Our Design Style

“Good design requires a team effort – and new thinking.”

When people talk of design style they often refer to labels or categories such as “traditional”, “contemporary”, “modern” “high tech” “functional” “post modern” and so on. Classification of design by categories does not relate well to the reality of today’s complex and rapidly evolving culture.

The designer is a generalist who conveys unique and valuable messages in the built environment while responding to a client’s needs. The design message is achieved through a coherent and harmonious synthesis of the many factors that influence each project.

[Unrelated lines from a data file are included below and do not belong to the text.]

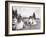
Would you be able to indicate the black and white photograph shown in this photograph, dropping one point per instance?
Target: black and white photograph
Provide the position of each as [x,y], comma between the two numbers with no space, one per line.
[24,18]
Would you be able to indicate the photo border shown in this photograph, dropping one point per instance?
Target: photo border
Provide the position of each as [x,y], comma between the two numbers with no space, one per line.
[6,18]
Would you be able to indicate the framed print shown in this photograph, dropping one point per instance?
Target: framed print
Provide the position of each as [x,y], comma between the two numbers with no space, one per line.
[24,18]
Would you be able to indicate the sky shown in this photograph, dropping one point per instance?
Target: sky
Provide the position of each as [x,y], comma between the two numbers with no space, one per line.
[27,11]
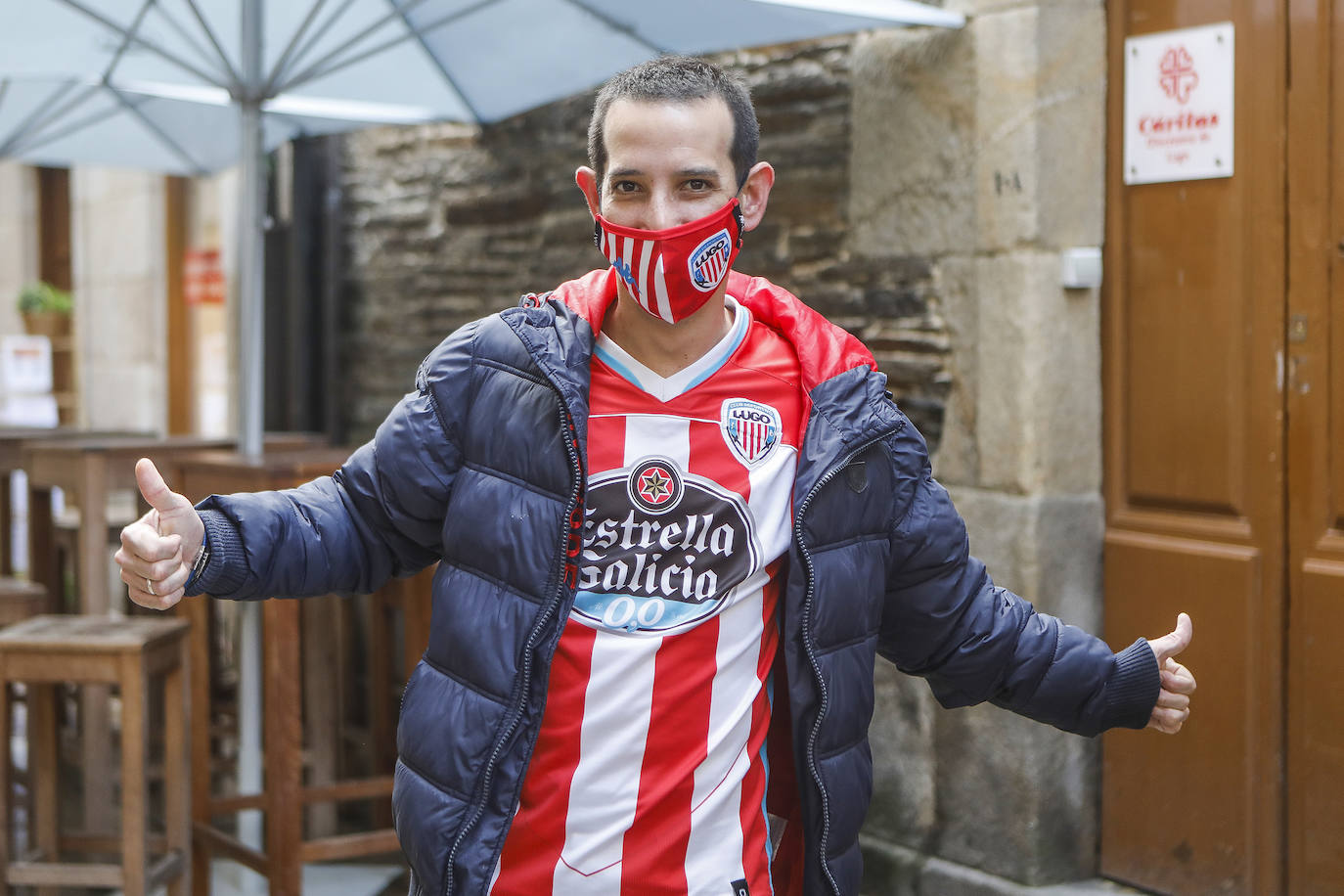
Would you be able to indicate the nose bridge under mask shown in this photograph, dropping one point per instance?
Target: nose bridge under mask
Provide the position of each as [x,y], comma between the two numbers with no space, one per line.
[674,272]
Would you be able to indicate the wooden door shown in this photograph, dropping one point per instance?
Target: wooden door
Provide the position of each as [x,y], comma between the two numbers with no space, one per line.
[1195,443]
[1315,398]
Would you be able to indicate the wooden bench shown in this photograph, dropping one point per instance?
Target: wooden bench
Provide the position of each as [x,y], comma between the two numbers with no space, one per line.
[130,653]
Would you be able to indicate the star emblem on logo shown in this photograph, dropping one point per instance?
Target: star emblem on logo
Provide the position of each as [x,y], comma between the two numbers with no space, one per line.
[654,485]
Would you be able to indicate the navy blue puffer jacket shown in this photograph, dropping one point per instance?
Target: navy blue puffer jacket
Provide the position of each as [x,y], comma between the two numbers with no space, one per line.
[482,468]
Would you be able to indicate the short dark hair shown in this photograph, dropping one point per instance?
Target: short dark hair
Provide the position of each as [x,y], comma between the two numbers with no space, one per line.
[679,79]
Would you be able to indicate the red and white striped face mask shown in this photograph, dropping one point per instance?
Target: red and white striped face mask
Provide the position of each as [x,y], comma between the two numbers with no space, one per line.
[672,273]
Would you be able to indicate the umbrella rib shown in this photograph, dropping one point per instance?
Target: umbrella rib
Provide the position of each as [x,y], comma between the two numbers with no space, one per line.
[19,146]
[125,40]
[285,66]
[171,57]
[293,42]
[324,65]
[615,25]
[190,39]
[442,68]
[42,114]
[158,132]
[214,40]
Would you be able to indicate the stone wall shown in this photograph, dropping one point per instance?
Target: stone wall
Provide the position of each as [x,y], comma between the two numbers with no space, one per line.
[448,223]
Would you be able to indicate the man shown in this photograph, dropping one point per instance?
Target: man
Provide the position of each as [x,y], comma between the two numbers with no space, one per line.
[674,506]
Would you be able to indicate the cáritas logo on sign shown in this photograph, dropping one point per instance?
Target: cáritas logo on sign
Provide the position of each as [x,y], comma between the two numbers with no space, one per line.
[661,550]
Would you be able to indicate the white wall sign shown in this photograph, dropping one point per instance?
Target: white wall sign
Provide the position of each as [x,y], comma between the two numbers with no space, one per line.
[1179,105]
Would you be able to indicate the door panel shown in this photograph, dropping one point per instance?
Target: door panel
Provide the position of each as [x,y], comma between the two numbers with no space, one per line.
[1315,398]
[1193,344]
[1219,586]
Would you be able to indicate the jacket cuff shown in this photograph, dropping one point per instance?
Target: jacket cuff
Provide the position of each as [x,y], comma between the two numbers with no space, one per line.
[226,571]
[1135,687]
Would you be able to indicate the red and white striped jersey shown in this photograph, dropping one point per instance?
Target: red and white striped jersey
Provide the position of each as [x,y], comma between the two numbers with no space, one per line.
[650,773]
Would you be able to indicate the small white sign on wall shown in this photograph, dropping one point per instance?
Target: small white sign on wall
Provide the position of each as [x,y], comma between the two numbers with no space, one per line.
[1179,105]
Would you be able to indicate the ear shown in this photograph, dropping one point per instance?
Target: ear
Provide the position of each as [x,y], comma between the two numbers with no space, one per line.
[586,179]
[755,194]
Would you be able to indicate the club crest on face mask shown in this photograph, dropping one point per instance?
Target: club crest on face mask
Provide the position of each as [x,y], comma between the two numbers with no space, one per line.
[672,273]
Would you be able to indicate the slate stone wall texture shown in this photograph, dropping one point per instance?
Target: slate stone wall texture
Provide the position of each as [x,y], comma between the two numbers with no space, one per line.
[448,223]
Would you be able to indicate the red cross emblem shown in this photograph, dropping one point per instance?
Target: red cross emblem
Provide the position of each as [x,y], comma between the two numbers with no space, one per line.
[1178,74]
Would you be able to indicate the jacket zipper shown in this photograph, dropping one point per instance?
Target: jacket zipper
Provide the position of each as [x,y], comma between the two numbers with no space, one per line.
[532,637]
[812,655]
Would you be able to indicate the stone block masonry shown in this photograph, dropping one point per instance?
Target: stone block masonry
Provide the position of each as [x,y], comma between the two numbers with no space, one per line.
[448,223]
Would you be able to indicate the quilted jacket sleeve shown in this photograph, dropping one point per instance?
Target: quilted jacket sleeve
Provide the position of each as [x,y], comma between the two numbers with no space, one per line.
[381,515]
[946,621]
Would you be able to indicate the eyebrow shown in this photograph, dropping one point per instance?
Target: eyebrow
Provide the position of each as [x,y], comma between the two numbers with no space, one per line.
[685,172]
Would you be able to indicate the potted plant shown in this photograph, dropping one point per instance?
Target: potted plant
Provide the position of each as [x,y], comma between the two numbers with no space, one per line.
[46,309]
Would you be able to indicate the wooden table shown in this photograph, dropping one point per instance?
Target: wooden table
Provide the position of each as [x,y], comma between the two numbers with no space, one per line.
[132,653]
[87,468]
[14,441]
[285,625]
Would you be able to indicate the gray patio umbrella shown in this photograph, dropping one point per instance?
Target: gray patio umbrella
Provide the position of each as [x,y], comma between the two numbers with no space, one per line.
[190,86]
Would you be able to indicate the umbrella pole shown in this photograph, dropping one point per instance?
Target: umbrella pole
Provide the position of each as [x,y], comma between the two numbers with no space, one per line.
[250,328]
[251,284]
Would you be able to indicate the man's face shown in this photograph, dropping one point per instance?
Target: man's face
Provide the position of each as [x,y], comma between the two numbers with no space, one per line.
[667,162]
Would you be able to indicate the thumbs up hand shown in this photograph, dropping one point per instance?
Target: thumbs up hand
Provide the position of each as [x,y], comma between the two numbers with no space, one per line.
[1178,683]
[158,548]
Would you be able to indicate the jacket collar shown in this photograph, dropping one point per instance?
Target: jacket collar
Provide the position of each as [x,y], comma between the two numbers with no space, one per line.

The designer will use the functional, structural and technological requirements of the built environment to give an elegant expression to the message that embodies the conceptual vision at the origin of the project. A benevolent critic would probably summarize our design efforts as the pursuit of existential truth in the built environment, achieving elegance and purity of expression by conveying an unspoiled message that represents the best of the culture of our community and of our clients. Design reflects human feelings and values and appeals to the imagination through the communication of a significant vision.

In our designs we try to help our clients to communicate successfully with society by expressing an image and a message that generate both comfort and inspiration. Rather than following someone else’s style, we strive to create a style that evolves from the personality of our clients, our vision and our aesthetic understanding. Each project is unique.

The specialist and the generalist seem to be two opposing trends in the design professions. As an example, there is a theory that an architect should be a glorified plumber, knowing more and more about less and less, perhaps being more of an engineer with flair than an artist who makes dreams become reality.

The specialization trend seems to be certainly winning in the engineering field. But, from Leonardo da Vinci to Frank Lloyd Wright, a number of famous designers went beyond the notion of specialization, and we believe that they were right, both in terms of the technical and the artistic aspects of design, as far as architecture and related design fields are concerned.

The reason is that there are different ways to look for perfection. For designers, perfection is achieved by generating the best possible synthesis of an entire universe of different factors affecting a design problem, which is always new, regardless of the number of apparent similarities with previous projects.

Good design begins with a broad-based and informed evaluation aimed at generating innovative ideas that inevitably lead to a customized solution and a new design.

A designer that attacks a new design by remanufacturing a previous project will, at best, achieve a very modest solution, and at worst, repeat previous mistakes. Perfection of design is the opposite from the way of perfection of the tradesman, who will achieve perfection by going over the same work and improving its details over and over again, achieving perfection by repetition. In fact, the art of the designer is to use knowledge to create new things, and to use the specialists, for example the best engineers and the best tradesmen, to create the new perfect product. The true designer will find and manage tradesmen in innovative ways, and will bring them to participate in the creation of new compositions with perfect components. This is the art of the generalist who is the designer, where the key to perfection is in the harmonious synthesis of the best components.

The designer is not a “Jack of all trades”, who is by definition a poor tradesman, but a person that has achieved such culture that it allows him or her to achieve a new synthesis, that is to convey a unique and important message that will be translated into a new environment or product. In ancient times it was not unusual to see the designer and the tradesman to be the same person, but following the tremendous advance in technologies and the encyclopedia of products that are being created in the modern world, it would be counterproductive for the same person to try to be both a specialist and a generalist, even if this may not be impossible. For a good designer it is necessary to practise lateral thinking (to “think out of the box”) and to train himself or herself to generate synthesis, rather than learn how to perfect the particular, which by necessity must be done by a good selection of specialized tradespersons.

This explains why a good designer needs to be a good project manager, and why, as designers, we often favour the implementation of project management systems in the project development stages.